今回は、『科学論文における”Twinning(双子)”が 21世紀に入って増えている』と指摘する、Angew. Chem. Int. Ed.のエッセイを紹介します。

“21st Century, More Twins in Scientific Literature: Intentional or Accidental ?”
Mainkar, P.; V. Ambica, Chandrasekhar, S. Angew. Chem. Int. Ed. 2020, doi:10.1002/anie.201915777

1900~2000年代初頭ぐらいまで、「双子」研究論文はあくまで偶発的なものでした。それ以前にも全く例が無かったわけでは無く、エッセイ中では下記の論文が例示されています。

  • 酸素の発見(Priestley 1774 vs Scheele 1772 vs Lavoisier 1775)
  • 自然淘汰進化論(Darwin 1859 vs Wallace 1858)
  • DNAの発見(Crick, Watson, Wilkins vs その他)

有機合成分野を例に取ると、競争原理が強まった結果、典型的な例も多く知られるようになりました。たとえば全合成分野におけるWoodward, CoreyのErythronolide合成、Halton, Nicolaou, Danishefsky, WenderらによるTaxol合成などは有名です。近年ではコンビナトリアル化学有機触媒C-H活性化グリーンケミストリーLate-Stage Functionalizationなどのキーワードに沿う同時多発研究は、偶発的のレベルを超え、枚挙に暇がなくなっています。最近では被った人同士で政治的に摺り合わせ、共著・共同研究の体裁に落ち着けているのでは?と思える事例もあるほどです。

以前にも過去記事で考察しましたが、最新情報はネットを通じてすぐさま共有されてしまう時代です。「アイデアの源が誰しも同じになっている」「同じ『最近のキー論文』を参考にした上でヨーイドンで取り組み始める」ことはすでに普通です。手書き論文・紙論文の時代とは隔世と言えます。加えて学会・ポスター発表のオンライン化、公開データベースの整備、オープンアクセス潮流の台頭、論文レコメンデーションAIなどの発展も進み、誰もが同じデータソースを参照する傾向には、拍車がかかっているといえそうです。

情報爆発の帰結として、「流行分野・バズワードを安易に取り入れる」「タイトル・アブストラクトのみの表面的な文献調査を行う」「時間がないため論文を丁寧に読めない」ままに研究テーマを組む人が増えている事実も指摘されています。

「ファンディング機関がお題の決まったものにグラントを与える」傾向も双子論文の生産を加速するとされます。

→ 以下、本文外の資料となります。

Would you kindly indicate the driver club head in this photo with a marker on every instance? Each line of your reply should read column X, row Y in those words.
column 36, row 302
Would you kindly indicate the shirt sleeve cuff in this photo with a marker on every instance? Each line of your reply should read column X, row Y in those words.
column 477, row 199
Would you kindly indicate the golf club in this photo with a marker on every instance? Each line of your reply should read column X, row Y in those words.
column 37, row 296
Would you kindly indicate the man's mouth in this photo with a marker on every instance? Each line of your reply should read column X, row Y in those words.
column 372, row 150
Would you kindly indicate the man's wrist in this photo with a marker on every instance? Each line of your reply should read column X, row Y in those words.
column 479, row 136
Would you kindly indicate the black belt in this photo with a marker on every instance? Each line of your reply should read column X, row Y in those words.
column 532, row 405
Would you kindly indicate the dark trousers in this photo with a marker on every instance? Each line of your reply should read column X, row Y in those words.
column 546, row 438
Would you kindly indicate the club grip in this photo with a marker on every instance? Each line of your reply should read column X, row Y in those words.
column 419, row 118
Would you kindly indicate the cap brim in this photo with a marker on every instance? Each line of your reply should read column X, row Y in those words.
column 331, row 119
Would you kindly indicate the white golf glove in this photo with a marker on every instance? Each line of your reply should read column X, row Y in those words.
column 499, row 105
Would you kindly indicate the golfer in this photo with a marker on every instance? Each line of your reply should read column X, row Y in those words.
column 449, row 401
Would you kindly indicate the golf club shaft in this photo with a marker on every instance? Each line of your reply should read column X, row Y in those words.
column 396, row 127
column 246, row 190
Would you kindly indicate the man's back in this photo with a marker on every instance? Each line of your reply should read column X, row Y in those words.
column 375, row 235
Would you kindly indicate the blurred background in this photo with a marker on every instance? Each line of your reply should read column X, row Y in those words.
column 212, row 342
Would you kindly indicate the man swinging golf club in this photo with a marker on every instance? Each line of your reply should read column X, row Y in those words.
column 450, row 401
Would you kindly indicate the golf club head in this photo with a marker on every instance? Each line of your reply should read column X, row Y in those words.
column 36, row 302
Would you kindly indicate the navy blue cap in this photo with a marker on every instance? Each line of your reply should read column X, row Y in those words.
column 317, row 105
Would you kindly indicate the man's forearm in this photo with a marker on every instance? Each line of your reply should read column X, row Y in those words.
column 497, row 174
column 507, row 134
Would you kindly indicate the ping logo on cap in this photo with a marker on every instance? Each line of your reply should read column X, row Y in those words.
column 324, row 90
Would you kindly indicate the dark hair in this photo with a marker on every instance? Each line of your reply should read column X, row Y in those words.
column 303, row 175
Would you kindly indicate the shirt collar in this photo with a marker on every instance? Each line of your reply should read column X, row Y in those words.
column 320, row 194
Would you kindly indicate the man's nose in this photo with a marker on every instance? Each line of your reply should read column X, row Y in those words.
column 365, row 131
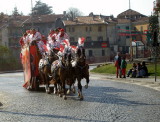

「発表の場であるジャーナル数が増えた」「(中印の台頭により)同分野の研究者人口が増えた」ことも当然ながら手伝っているでしょう。特に前者については、編集部はジャーナル毎に独立なわけで、窓口が増えた分、並行審査中の論文を全て把握することは誰にとっても困難になっています。

こういう事情から、投稿日がタイムスタンプとして記録される一元化窓口=プレプリントの検討ニーズはいよいよ増しているように思います。「プレプリントとして公開=先取権を主張できる」ことは、少なくとも科学者コミュニティ内においては明確に受け入れられています。とはいえあくまで科学者の善性によって成り立つ話でしかありません。「査読無し論文」の扱いであることは留意すべきであり、悪意をもってすればScoop可能です(ただしそういう姿勢が、科学者コミュニティからの村八分を生むことは容易に想像できるでしょう。詳しくはこちらこちらの議論を参照下さい)。化学界において、プレプリントの理解増進状況はまだまだですので、各自で勉強しておく必要があるでしょう。必要な情報提供は、自分としても引き続き行って行こうと思います。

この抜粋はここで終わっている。